Non-aligned states line up against US

The Non-Aligned Movement summit in Cuba has ended with members condemning Israeli attacks on Lebanon and calling for a peaceful resolution to the nuclear dispute between the US and Iran.

Raul Castro stood in for his ill brother Fidel Castro

The gathering in Havana brought together some of the world’s staunchest critics of the US and its 92-page declaration said no one country or region should define democracy for the whole world.

Many of the statements from some of the 50-plus heads of state and leaders from more than 100 developing countries contained criticism of the US.

Hugo Chavez, the Venezuelan president, said: “American imperialism is in decline. A new, bi-polar world is emerging.”

Nuclear defiance

Chavez is to host a visit to Caracas by the Iranian president, Mahmoud Ahmadinejad, on Sunday, who took the opportunity himself to say: “The US is turning the security council into a base for imposing its politics.

“Why should people live under the nuclear threat of the US?” he said.

“American imperialism is in decline.
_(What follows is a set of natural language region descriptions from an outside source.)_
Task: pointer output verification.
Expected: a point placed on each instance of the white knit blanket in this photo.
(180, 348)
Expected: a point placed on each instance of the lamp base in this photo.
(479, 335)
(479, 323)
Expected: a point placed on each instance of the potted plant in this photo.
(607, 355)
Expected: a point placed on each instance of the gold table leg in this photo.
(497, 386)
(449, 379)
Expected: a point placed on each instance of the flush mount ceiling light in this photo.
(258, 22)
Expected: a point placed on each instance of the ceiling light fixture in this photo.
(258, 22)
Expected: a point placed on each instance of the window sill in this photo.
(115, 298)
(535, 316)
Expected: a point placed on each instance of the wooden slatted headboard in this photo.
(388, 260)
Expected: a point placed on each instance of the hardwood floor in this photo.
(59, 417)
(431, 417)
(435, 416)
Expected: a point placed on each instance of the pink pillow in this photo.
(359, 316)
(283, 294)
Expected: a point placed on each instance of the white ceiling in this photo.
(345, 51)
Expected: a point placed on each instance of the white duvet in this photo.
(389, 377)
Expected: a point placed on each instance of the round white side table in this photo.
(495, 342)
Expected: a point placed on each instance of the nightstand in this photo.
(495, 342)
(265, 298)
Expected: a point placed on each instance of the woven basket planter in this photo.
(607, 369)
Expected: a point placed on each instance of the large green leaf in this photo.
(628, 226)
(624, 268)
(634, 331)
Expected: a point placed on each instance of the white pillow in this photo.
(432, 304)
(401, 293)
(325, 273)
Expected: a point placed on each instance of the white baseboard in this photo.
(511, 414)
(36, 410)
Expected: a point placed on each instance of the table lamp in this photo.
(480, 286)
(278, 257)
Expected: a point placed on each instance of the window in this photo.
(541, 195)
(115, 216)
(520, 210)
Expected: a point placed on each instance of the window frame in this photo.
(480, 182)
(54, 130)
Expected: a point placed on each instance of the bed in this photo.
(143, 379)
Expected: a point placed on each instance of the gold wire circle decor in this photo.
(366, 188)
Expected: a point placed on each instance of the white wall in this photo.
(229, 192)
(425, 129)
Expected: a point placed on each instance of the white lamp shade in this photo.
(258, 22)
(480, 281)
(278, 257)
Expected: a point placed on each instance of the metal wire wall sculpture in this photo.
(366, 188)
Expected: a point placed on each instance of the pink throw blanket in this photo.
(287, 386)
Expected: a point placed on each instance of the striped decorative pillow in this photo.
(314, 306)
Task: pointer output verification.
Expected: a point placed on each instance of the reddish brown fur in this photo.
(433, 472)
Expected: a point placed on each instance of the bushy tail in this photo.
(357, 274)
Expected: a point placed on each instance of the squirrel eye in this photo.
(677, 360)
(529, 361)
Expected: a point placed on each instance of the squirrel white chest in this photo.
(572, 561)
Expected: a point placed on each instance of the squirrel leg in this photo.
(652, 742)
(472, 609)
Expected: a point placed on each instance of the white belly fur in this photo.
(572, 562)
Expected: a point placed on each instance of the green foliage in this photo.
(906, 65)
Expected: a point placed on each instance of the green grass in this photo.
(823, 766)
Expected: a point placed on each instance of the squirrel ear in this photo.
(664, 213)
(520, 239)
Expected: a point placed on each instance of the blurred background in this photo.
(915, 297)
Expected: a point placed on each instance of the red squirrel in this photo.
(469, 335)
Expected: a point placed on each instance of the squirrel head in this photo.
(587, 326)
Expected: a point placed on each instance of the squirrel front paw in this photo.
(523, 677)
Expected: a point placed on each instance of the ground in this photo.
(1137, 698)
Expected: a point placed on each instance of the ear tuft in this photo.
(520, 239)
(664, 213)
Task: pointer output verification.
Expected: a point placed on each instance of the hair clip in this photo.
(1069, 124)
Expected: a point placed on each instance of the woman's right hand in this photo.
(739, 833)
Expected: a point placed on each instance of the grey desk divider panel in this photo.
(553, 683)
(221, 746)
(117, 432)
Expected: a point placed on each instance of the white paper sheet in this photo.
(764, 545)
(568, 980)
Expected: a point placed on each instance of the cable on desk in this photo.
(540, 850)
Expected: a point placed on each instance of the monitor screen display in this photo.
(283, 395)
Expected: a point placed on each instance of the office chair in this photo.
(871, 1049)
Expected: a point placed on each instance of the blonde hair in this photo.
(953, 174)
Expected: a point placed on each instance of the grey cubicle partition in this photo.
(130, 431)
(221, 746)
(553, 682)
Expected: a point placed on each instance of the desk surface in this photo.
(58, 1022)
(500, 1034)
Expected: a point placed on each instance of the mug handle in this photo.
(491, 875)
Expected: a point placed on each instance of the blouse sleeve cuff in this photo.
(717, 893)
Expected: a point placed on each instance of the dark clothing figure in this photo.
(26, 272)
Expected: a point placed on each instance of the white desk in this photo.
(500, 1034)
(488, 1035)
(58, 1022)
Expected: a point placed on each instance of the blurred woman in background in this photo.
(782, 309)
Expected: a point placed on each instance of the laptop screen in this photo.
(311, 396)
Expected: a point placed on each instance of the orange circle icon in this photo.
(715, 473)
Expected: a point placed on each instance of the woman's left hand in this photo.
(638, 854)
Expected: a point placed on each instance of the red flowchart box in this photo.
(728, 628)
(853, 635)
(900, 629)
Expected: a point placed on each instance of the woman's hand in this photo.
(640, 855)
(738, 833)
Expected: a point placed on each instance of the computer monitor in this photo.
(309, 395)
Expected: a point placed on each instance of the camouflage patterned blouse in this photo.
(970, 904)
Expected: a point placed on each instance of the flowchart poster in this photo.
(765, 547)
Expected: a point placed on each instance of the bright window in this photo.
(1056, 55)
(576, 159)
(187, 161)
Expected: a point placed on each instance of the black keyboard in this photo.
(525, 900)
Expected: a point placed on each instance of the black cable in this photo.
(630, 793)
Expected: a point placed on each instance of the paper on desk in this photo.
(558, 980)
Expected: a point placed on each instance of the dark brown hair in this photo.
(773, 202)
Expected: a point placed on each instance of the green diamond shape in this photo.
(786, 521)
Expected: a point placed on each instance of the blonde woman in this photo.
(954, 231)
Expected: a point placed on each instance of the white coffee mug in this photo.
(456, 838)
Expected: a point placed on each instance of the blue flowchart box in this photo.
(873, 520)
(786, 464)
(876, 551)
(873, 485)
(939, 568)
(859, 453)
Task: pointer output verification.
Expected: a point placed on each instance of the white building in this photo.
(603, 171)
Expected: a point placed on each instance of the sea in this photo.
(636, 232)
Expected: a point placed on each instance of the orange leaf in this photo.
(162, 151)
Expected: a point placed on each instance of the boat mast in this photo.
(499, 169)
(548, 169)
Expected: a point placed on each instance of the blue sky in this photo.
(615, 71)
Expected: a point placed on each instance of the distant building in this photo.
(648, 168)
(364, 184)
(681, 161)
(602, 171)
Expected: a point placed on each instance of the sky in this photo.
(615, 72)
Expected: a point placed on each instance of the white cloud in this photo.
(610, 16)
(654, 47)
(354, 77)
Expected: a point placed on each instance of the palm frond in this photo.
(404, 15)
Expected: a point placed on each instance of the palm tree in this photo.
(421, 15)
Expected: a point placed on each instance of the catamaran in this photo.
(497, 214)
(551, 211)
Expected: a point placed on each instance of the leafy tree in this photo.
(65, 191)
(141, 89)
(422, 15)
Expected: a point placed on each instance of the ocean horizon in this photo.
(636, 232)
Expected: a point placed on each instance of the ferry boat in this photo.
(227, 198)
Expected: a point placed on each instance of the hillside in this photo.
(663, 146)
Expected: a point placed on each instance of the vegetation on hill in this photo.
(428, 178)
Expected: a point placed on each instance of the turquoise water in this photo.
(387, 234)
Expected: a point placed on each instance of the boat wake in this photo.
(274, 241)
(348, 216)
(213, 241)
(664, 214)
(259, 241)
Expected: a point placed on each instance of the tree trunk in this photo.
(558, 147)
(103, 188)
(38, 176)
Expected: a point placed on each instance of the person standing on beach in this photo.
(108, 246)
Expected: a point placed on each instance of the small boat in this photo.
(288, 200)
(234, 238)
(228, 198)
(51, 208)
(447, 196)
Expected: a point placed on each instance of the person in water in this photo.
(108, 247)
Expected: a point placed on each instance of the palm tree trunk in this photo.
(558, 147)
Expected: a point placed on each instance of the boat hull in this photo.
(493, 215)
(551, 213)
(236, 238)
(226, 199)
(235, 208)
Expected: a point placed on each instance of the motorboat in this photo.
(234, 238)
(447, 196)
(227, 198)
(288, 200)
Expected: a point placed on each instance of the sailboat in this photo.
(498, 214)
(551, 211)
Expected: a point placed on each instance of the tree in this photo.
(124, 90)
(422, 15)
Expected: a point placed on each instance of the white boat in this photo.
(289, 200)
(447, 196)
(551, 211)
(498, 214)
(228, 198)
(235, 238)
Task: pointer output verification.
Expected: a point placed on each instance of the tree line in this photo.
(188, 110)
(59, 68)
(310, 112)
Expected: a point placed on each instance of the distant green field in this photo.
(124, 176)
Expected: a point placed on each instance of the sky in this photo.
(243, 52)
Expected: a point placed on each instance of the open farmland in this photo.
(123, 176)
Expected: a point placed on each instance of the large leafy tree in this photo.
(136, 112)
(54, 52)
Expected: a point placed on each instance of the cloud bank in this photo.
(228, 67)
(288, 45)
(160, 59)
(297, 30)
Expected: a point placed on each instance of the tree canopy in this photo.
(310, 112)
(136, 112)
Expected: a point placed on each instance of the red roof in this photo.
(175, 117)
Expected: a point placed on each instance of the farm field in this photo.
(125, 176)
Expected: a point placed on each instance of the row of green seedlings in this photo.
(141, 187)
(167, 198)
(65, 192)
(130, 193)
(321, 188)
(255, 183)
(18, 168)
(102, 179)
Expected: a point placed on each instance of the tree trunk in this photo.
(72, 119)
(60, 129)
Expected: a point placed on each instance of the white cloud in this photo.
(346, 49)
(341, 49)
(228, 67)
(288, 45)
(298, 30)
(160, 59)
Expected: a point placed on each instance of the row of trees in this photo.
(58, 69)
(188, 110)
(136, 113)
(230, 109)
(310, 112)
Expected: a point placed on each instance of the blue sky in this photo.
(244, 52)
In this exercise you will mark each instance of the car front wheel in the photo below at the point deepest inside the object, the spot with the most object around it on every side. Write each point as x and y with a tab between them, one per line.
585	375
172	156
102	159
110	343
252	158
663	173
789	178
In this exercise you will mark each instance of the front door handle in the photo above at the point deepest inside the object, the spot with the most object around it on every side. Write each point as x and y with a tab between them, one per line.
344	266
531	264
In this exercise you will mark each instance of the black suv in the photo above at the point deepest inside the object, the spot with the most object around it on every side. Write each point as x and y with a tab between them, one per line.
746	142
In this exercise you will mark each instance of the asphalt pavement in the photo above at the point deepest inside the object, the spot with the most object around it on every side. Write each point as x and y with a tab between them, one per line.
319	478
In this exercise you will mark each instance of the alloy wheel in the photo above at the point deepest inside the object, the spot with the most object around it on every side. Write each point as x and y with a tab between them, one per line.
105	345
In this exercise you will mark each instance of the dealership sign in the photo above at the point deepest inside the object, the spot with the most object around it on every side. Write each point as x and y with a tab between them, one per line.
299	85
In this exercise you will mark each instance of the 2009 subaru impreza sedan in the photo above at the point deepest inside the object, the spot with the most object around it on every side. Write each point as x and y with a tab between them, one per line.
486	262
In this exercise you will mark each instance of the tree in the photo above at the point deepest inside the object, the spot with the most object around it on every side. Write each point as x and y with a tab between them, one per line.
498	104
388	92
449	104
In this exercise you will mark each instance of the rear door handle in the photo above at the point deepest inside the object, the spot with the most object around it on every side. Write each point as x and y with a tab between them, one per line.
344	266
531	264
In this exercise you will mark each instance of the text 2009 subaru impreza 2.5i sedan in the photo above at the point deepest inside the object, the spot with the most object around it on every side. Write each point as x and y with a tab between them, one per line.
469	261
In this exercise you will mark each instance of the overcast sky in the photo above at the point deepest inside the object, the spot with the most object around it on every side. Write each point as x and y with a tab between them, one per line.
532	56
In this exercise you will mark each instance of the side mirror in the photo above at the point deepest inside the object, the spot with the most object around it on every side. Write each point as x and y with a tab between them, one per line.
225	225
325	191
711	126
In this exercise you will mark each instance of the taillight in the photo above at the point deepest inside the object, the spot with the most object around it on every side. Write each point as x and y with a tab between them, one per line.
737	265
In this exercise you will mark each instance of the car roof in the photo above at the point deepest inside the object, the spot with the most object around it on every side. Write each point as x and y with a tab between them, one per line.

A new, bi-polar world is emerging”

Hugo Chavez

Other countries used the platform to maintain positions with North Korea defending its nuclear weapons programme and Sudan rejecting a UN peacekeeping mission for Darfur.

Kim Yong Nam, who heads North Korea’s parliament, said in a speech that the United States was “abusing the human rights issue” to interfere in the internal affairs of countries not allied to it.

Housebound

The Non-Aligned Movement (NAM) was formed in 1961 by nations that wanted to assert their independence from both Washington and Moscow but has been branded by some as a Cold war relic.

An ailing Fidel Castro, the Cuban president, was named president of the movement, but he stayed at home on doctors’ orders while the acting president, his brother Raul Castro, presided over the meeting.

Despite the frequent anti-American rhetoric, some US allies at the summit, such as Pakistan and India, sought to steer the agenda away from confrontation and finger-pointing.

Abdullah Ahmad Badawi, the Malaysian prime minister, said: “I don’t regard this summit as anti-US, or for that matter anti-anybody.”

The next NAM summit will be held in 2009 in Egypt, Raul Castro announced.